Une station de traitement d'eau potable de Boudouaou (Alger). © Krista BOGGS/SUEZ ENVIRONNEMENT

Les pluies ayant été exceptionnellement rares cette année, l’Algérie voit l’été arriver avec la hantise d’une pénurie d’eau à l’échelle nationale. Explications.

« De ma vie je ne me souviens avoir connu un hiver aussi sec et aussi doux. Dans le temps, il nous arrivait d’être bloqués par la neige pendant 15 jours sans pouvoir sortir de la maison », affirme Dda Hmed, solide montagnard de 85 ans issu d’un village du Djurdjura en Kabylie. Comme lui, les vieux paysans des alentours ont beau fouiner dans leur mémoire, ils ne trouvent rien de semblable à ces étouffants vents de sable qui remontent du sud et qui font rougeoyer le ciel des jours durant.

Un ciel avare de pluies et des hivers de plus en plus tempérés dans la région ont une conséquence directe : les barrages et retenues du centre et de l’ouest du pays sont à un niveau alarmant et une vingtaine de wilayas sont d’ores et déjà en état de stress hydrique. L’Algérie est à l’orée dune crise de l’eau inédite dans son histoire. « Nous cumulons les déficits en matière de pluviométrie. Les deux dernières années hydrologiques ont été toutes deux déficitaire de 30 % », révèle Malek Abdesselam, docteur en hydrogéologie qui tient un relevé rigoureux et quotidien des précipitations à l’échelle nationale.

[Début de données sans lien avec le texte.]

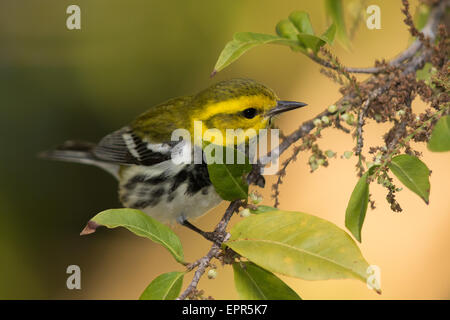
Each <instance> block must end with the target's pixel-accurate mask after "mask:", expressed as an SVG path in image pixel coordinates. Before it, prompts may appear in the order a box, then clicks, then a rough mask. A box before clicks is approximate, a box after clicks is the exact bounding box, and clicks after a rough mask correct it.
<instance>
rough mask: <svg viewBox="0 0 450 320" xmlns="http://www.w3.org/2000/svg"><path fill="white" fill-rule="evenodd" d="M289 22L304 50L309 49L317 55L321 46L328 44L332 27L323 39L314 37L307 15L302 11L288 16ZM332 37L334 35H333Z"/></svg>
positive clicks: (308, 17) (328, 30) (333, 35)
mask: <svg viewBox="0 0 450 320" xmlns="http://www.w3.org/2000/svg"><path fill="white" fill-rule="evenodd" d="M289 20H290V21H291V22H292V24H293V25H294V26H295V28H296V29H297V30H298V32H299V33H298V34H297V39H298V41H299V43H300V44H301V45H302V46H303V47H304V48H309V49H311V50H313V52H314V53H317V52H318V51H319V49H320V47H321V46H323V45H324V44H325V43H328V42H329V37H330V36H331V35H332V33H333V27H330V28H331V29H330V28H329V29H328V30H327V31H326V32H325V34H324V35H325V37H319V36H316V35H314V30H313V27H312V24H311V21H310V19H309V14H308V13H306V12H304V11H295V12H293V13H291V14H290V15H289ZM333 37H334V35H333Z"/></svg>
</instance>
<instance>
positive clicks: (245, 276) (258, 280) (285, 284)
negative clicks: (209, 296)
mask: <svg viewBox="0 0 450 320" xmlns="http://www.w3.org/2000/svg"><path fill="white" fill-rule="evenodd" d="M233 271H234V284H235V286H236V290H237V292H238V293H239V297H240V298H241V299H243V300H301V298H300V297H299V295H298V294H297V293H296V292H295V291H294V290H292V289H291V288H290V287H289V286H288V285H287V284H286V283H284V282H283V281H282V280H281V279H280V278H278V277H277V276H276V275H274V274H273V273H272V272H270V271H267V270H264V269H263V268H261V267H258V266H257V265H256V264H254V263H251V262H240V263H239V262H235V263H233Z"/></svg>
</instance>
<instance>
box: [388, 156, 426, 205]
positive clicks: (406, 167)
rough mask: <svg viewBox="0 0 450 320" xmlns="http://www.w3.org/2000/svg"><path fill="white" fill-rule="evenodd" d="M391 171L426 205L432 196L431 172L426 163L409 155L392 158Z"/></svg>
mask: <svg viewBox="0 0 450 320" xmlns="http://www.w3.org/2000/svg"><path fill="white" fill-rule="evenodd" d="M389 169H390V170H391V171H392V173H393V174H395V176H396V177H397V178H398V180H400V181H401V182H402V183H403V184H404V185H405V186H406V187H407V188H408V189H409V190H411V191H412V192H414V193H416V194H417V195H418V196H419V197H421V198H422V199H423V200H424V201H425V203H426V204H428V202H429V196H430V180H429V176H430V170H429V169H428V168H427V166H426V165H425V163H423V162H422V161H420V160H419V159H418V158H416V157H413V156H410V155H408V154H402V155H399V156H396V157H394V158H392V161H391V163H389Z"/></svg>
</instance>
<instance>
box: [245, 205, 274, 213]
mask: <svg viewBox="0 0 450 320" xmlns="http://www.w3.org/2000/svg"><path fill="white" fill-rule="evenodd" d="M276 210H278V209H277V208H274V207H271V206H265V205H260V206H258V207H256V210H253V209H250V212H251V213H253V214H259V213H264V212H271V211H276Z"/></svg>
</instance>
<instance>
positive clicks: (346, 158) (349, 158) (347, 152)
mask: <svg viewBox="0 0 450 320" xmlns="http://www.w3.org/2000/svg"><path fill="white" fill-rule="evenodd" d="M352 155H353V152H351V151H345V152H344V157H345V159H350V157H351V156H352Z"/></svg>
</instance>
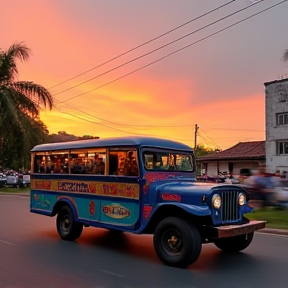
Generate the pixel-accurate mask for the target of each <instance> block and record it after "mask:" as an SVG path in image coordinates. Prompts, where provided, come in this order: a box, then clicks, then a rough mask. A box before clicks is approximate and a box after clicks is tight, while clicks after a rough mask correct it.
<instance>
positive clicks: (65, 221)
mask: <svg viewBox="0 0 288 288" xmlns="http://www.w3.org/2000/svg"><path fill="white" fill-rule="evenodd" d="M56 226H57V231H58V234H59V235H60V237H61V238H62V239H63V240H68V241H74V240H76V239H78V238H79V237H80V235H81V233H82V230H83V225H82V224H81V223H78V222H76V221H75V220H74V217H73V212H72V209H71V208H70V207H69V206H67V205H65V206H62V207H61V208H60V210H59V212H58V215H57V220H56Z"/></svg>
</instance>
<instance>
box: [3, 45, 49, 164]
mask: <svg viewBox="0 0 288 288" xmlns="http://www.w3.org/2000/svg"><path fill="white" fill-rule="evenodd" d="M29 52H30V49H29V48H27V47H26V45H24V44H23V42H21V43H15V44H13V45H12V46H10V47H9V49H8V50H7V51H4V50H1V49H0V161H1V160H2V163H5V161H3V155H1V154H3V153H4V151H5V150H7V147H8V146H7V145H8V144H9V145H12V146H11V147H10V148H11V149H12V147H13V148H14V149H15V147H18V155H15V157H18V158H19V157H20V156H21V157H23V153H27V151H29V150H30V149H31V148H32V147H33V146H34V145H35V144H38V143H39V142H41V141H42V142H43V141H44V138H43V137H44V136H46V134H48V131H47V128H46V127H45V125H44V124H43V123H42V122H41V121H40V118H39V114H40V111H41V109H44V108H47V107H48V108H49V109H50V110H51V109H52V106H53V98H52V95H51V94H50V93H49V91H48V90H47V89H46V88H44V87H43V86H41V85H39V84H36V83H34V82H31V81H17V80H18V69H17V66H16V60H21V61H22V62H25V61H27V60H28V58H29ZM35 135H38V136H37V137H36V136H35ZM39 137H40V139H39ZM37 142H38V143H37ZM13 145H14V146H13ZM19 147H21V148H19ZM4 148H5V149H4ZM19 149H20V150H22V152H21V151H19ZM1 151H2V153H1ZM19 153H20V154H21V153H22V155H19ZM0 165H1V162H0Z"/></svg>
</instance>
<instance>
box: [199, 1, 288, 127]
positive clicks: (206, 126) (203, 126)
mask: <svg viewBox="0 0 288 288" xmlns="http://www.w3.org/2000/svg"><path fill="white" fill-rule="evenodd" d="M285 1H286V0H285ZM201 126H202V127H206V128H209V129H215V130H231V131H244V132H247V131H251V132H261V133H263V132H265V130H253V129H235V128H217V127H209V126H205V125H201Z"/></svg>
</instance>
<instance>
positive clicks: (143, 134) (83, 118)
mask: <svg viewBox="0 0 288 288" xmlns="http://www.w3.org/2000/svg"><path fill="white" fill-rule="evenodd" d="M62 113H63V114H66V115H70V116H73V117H76V118H78V119H81V120H84V121H86V122H90V123H92V124H95V125H100V126H103V127H106V128H109V129H112V130H116V131H120V132H124V133H127V134H133V135H142V136H150V137H159V135H152V134H143V133H135V132H131V131H126V130H123V129H119V128H115V127H111V126H109V125H105V124H101V123H97V122H95V121H91V120H89V119H85V118H82V117H80V116H78V115H75V114H72V113H67V112H62ZM166 138H168V139H173V140H179V141H192V140H191V139H179V138H171V137H166Z"/></svg>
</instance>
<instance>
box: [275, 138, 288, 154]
mask: <svg viewBox="0 0 288 288" xmlns="http://www.w3.org/2000/svg"><path fill="white" fill-rule="evenodd" d="M277 154H278V155H288V140H282V141H278V142H277Z"/></svg>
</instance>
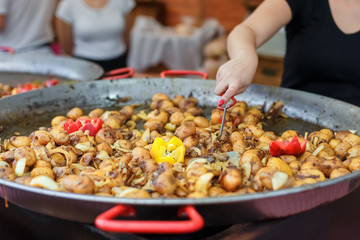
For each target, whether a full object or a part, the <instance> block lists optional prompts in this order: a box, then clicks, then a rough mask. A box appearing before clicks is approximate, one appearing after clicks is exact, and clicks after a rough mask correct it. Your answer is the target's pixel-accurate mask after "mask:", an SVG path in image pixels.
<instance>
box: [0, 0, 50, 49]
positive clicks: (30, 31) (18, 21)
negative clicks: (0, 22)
mask: <svg viewBox="0 0 360 240" xmlns="http://www.w3.org/2000/svg"><path fill="white" fill-rule="evenodd" d="M55 8H56V0H0V15H6V23H5V27H4V29H3V31H1V32H0V46H6V47H12V48H14V49H15V51H17V50H19V51H21V50H27V49H30V48H34V49H35V47H36V46H39V45H43V44H46V43H50V42H51V41H52V40H53V36H54V34H53V30H52V19H53V16H54V15H53V14H54V12H55Z"/></svg>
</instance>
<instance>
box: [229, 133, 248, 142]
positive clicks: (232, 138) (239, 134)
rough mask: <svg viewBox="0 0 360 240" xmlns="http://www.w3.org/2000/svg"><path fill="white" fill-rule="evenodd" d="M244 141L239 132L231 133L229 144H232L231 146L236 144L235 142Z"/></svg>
mask: <svg viewBox="0 0 360 240" xmlns="http://www.w3.org/2000/svg"><path fill="white" fill-rule="evenodd" d="M244 140H245V137H244V135H243V134H242V133H240V132H233V133H231V135H230V142H231V143H232V144H234V143H235V142H237V141H244Z"/></svg>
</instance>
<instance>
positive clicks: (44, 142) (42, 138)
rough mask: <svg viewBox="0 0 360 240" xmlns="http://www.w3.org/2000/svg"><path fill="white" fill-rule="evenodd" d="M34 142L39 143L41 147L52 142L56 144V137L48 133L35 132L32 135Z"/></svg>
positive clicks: (46, 131) (31, 133)
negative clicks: (36, 141)
mask: <svg viewBox="0 0 360 240" xmlns="http://www.w3.org/2000/svg"><path fill="white" fill-rule="evenodd" d="M30 139H31V140H32V141H37V142H38V143H39V144H40V145H43V146H45V145H46V144H48V143H50V142H54V136H53V135H52V134H51V133H49V132H47V131H35V132H33V133H31V134H30Z"/></svg>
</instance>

Selon l’Agence nationale des barrages et transferts (ANBT), en moyenne nationale, le taux de remplissage des barrages est de 44 % seulement alors que la période hivernale touche à sa fin. Les 80 barrages actuellement en exploitation fournissent 7,7 milliards de m³ à l’ensemble du pays, le potentiel national global en ressources hydriques ne dépassant pas 23,2 milliards de m³ par an.

Sécurité hydrique menacée

L’Algérie est un pays au climat semi-aride dont la majeure partie du territoire est désertique. Elle ne compte ni grands fleuves ni montagnes enneigées en grand nombre. Les besoins du pays en eau, tous secteurs confondus, ne cessent d’augmenter alors que l’offre est limitée. Toujours selon Malek Abdesselam, depuis l’indépendance du pays, si le nombre de la population a été multiplié par 4,5, la consommation d’eau l’a été par 40.